Company culture, first and foremost, is about the way in which a company identifies itself and its most important values. We could define it as the way a company’s employees behave when no one is watching. What do our employees get up to when no one sees, when there are no bosses or managers around? Their actions, decisions and problem solving methods, the way they handle criticism and raise doubts: these are all the aspects that make up a company’s culture; a series of norms that are the foundation from which your employees work to solve the problems they have to deal with every day.
Identifying the culture we want is not easy: not only do we need to know exactly where we want to take our company, but we need to be very clear about how we plan to get there. Company culture is not a list of rules and laws that are set in stone, we need to keep an eye on it, adjust it, and renew our cultural code, adapting it to the continuous changes that life imposes on us.
There is no such thing as a perfect business culture, nor is there an ideal one, there is however, a useful and functional culture for every scenario, tailor made for us, which reflects the entrepreneur’s personality and the values the company wants to live by, and communicate to the outside world.

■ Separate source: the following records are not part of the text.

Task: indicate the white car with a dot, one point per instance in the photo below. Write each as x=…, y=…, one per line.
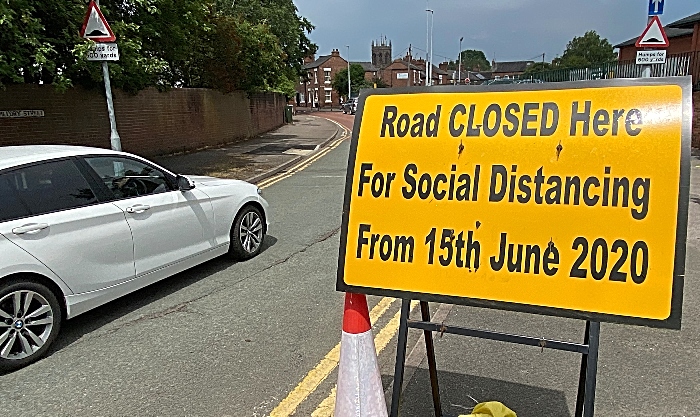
x=82, y=226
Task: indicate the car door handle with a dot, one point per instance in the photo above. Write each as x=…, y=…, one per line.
x=137, y=208
x=30, y=229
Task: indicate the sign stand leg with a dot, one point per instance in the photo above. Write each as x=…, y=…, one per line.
x=591, y=369
x=400, y=357
x=585, y=399
x=432, y=367
x=582, y=375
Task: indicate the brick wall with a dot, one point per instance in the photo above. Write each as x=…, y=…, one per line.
x=149, y=123
x=696, y=119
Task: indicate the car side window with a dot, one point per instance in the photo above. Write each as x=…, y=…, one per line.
x=126, y=177
x=43, y=188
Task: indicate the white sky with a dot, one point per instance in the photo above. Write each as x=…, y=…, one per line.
x=509, y=30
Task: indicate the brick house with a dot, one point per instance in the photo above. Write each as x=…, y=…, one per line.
x=409, y=72
x=371, y=71
x=401, y=73
x=315, y=90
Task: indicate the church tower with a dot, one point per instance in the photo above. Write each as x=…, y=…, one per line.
x=381, y=53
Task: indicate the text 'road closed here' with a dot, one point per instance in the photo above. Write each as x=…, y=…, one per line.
x=570, y=199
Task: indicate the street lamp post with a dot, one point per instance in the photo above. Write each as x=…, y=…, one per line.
x=429, y=46
x=459, y=68
x=349, y=90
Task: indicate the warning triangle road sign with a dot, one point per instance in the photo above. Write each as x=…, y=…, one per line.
x=653, y=36
x=95, y=26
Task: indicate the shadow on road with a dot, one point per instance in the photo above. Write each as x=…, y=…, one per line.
x=73, y=330
x=456, y=389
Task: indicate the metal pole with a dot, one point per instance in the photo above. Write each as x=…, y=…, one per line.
x=431, y=47
x=646, y=69
x=114, y=138
x=400, y=357
x=459, y=71
x=427, y=46
x=349, y=91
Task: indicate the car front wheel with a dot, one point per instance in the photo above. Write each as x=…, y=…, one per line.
x=247, y=233
x=30, y=319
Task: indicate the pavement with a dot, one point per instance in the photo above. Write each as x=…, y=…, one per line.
x=238, y=339
x=255, y=159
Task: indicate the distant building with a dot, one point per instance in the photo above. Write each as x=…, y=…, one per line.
x=371, y=71
x=381, y=53
x=316, y=90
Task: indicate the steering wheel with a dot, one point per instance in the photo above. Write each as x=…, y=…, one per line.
x=133, y=187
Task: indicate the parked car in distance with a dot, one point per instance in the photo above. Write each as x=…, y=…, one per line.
x=530, y=81
x=350, y=106
x=80, y=227
x=501, y=81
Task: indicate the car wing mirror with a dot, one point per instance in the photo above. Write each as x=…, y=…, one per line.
x=184, y=183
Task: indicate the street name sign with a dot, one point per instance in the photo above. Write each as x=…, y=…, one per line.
x=653, y=36
x=566, y=199
x=104, y=52
x=651, y=57
x=656, y=7
x=95, y=26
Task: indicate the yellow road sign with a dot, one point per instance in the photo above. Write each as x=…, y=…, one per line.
x=565, y=199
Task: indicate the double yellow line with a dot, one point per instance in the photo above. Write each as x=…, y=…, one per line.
x=305, y=163
x=320, y=372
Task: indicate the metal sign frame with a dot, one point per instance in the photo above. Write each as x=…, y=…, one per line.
x=585, y=398
x=674, y=319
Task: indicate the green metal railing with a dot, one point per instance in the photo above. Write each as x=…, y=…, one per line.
x=676, y=65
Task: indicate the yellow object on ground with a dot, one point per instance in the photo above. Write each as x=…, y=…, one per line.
x=491, y=409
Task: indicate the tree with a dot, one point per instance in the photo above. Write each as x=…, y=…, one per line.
x=357, y=80
x=587, y=50
x=472, y=60
x=281, y=16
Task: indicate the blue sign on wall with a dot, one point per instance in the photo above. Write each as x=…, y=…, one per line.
x=656, y=7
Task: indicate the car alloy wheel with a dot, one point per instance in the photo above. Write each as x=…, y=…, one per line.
x=29, y=321
x=251, y=232
x=248, y=233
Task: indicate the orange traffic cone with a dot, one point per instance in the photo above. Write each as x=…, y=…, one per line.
x=359, y=392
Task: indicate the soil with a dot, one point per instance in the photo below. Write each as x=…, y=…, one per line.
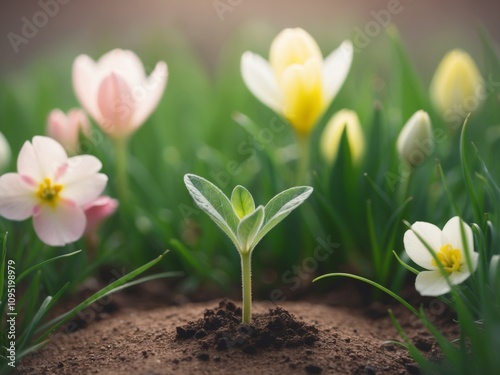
x=208, y=338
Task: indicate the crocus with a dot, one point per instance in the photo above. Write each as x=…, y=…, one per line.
x=297, y=82
x=450, y=250
x=51, y=188
x=457, y=83
x=97, y=211
x=415, y=141
x=116, y=92
x=332, y=134
x=66, y=129
x=4, y=152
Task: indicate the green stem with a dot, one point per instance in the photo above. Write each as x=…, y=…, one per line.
x=303, y=167
x=121, y=168
x=246, y=282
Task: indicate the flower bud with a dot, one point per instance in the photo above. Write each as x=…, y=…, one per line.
x=332, y=134
x=415, y=141
x=457, y=84
x=4, y=152
x=66, y=129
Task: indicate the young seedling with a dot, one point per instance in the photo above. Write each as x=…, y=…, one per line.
x=242, y=221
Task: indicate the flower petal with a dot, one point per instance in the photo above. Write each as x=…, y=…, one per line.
x=114, y=98
x=431, y=283
x=261, y=81
x=86, y=79
x=151, y=92
x=41, y=158
x=17, y=196
x=335, y=69
x=124, y=62
x=416, y=250
x=452, y=234
x=80, y=179
x=59, y=226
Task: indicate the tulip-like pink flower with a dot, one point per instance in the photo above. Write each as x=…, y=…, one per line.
x=52, y=188
x=116, y=92
x=97, y=211
x=66, y=129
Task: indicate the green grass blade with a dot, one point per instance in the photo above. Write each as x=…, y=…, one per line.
x=373, y=283
x=31, y=269
x=111, y=288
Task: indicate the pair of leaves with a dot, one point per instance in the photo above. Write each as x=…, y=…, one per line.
x=238, y=218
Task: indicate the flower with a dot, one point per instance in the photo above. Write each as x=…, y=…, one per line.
x=98, y=210
x=296, y=82
x=415, y=141
x=4, y=152
x=450, y=251
x=456, y=85
x=52, y=188
x=116, y=91
x=330, y=139
x=66, y=129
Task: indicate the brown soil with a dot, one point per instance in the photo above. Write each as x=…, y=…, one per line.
x=208, y=338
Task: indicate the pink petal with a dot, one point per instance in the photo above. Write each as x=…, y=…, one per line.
x=149, y=94
x=41, y=158
x=114, y=98
x=86, y=79
x=17, y=196
x=60, y=225
x=125, y=63
x=81, y=180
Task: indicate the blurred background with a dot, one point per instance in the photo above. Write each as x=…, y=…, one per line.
x=78, y=25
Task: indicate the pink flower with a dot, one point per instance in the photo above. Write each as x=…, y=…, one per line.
x=116, y=91
x=52, y=188
x=66, y=129
x=98, y=210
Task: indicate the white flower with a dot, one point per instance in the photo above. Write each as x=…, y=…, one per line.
x=296, y=82
x=415, y=141
x=66, y=129
x=449, y=249
x=116, y=91
x=4, y=152
x=330, y=139
x=52, y=188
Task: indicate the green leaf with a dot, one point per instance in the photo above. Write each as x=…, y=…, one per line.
x=242, y=201
x=249, y=228
x=281, y=205
x=213, y=201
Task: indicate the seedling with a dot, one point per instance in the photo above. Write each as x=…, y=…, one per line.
x=242, y=222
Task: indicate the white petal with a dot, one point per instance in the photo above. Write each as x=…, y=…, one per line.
x=335, y=69
x=81, y=181
x=124, y=62
x=17, y=196
x=459, y=277
x=452, y=234
x=151, y=92
x=59, y=226
x=431, y=283
x=261, y=81
x=416, y=250
x=86, y=79
x=41, y=158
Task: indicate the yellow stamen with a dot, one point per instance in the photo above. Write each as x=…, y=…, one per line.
x=48, y=192
x=449, y=258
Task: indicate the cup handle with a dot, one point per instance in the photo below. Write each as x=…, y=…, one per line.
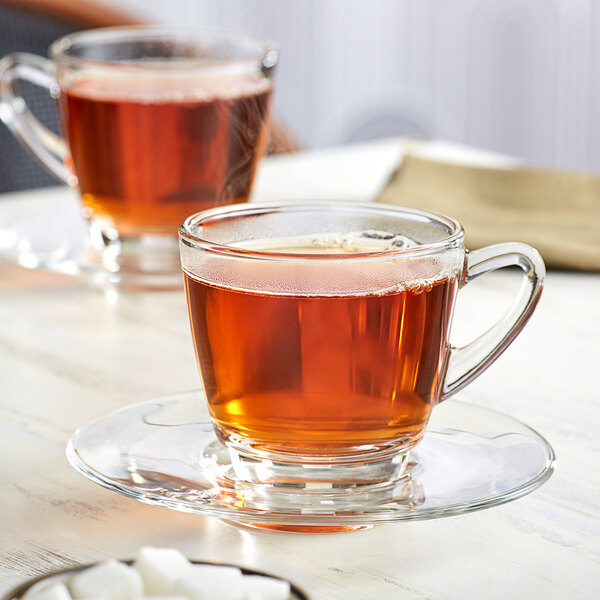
x=50, y=149
x=469, y=361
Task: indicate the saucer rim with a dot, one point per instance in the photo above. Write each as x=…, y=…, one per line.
x=245, y=516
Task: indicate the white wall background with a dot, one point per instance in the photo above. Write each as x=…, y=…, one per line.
x=516, y=76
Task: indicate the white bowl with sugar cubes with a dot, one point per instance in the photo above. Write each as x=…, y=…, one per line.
x=157, y=574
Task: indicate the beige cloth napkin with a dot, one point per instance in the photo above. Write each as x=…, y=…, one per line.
x=556, y=212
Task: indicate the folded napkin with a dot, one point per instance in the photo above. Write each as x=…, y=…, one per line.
x=556, y=212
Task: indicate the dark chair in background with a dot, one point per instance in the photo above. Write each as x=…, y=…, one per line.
x=31, y=26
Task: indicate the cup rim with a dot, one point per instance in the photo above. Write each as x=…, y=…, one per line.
x=189, y=238
x=265, y=53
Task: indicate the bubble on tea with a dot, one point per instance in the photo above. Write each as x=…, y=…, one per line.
x=369, y=240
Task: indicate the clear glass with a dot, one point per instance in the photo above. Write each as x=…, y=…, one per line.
x=159, y=122
x=165, y=452
x=322, y=332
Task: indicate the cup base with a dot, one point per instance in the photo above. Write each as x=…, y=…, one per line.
x=312, y=488
x=145, y=263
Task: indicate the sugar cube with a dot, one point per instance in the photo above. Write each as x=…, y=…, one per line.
x=111, y=580
x=208, y=582
x=54, y=591
x=266, y=588
x=160, y=569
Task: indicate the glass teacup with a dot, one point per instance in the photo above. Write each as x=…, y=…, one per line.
x=322, y=331
x=159, y=122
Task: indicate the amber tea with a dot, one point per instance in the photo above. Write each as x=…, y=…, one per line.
x=322, y=335
x=149, y=153
x=315, y=371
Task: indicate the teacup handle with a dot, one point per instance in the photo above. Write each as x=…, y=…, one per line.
x=50, y=149
x=469, y=361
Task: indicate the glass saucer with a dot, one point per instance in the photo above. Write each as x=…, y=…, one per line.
x=164, y=452
x=45, y=229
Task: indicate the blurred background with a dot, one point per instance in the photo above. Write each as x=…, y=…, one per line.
x=520, y=77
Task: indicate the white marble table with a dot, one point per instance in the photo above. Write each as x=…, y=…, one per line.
x=69, y=354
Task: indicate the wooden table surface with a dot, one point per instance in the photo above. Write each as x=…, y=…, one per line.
x=70, y=353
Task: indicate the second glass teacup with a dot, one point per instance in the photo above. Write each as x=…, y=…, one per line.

Apple’s business culture could never work at Amazon and vice versa. If the aesthetics of the products are of utmost importance, immediately next on the list of priorities is the need to offer products at the lowest possible price. It follows that Apple invests billions in setting up workplaces bursting with beauty and creativity, while Amazon saves on employees’ frugal workstations. There is no right or wrong culture, both of these work, and are in-keeping with their company’s values.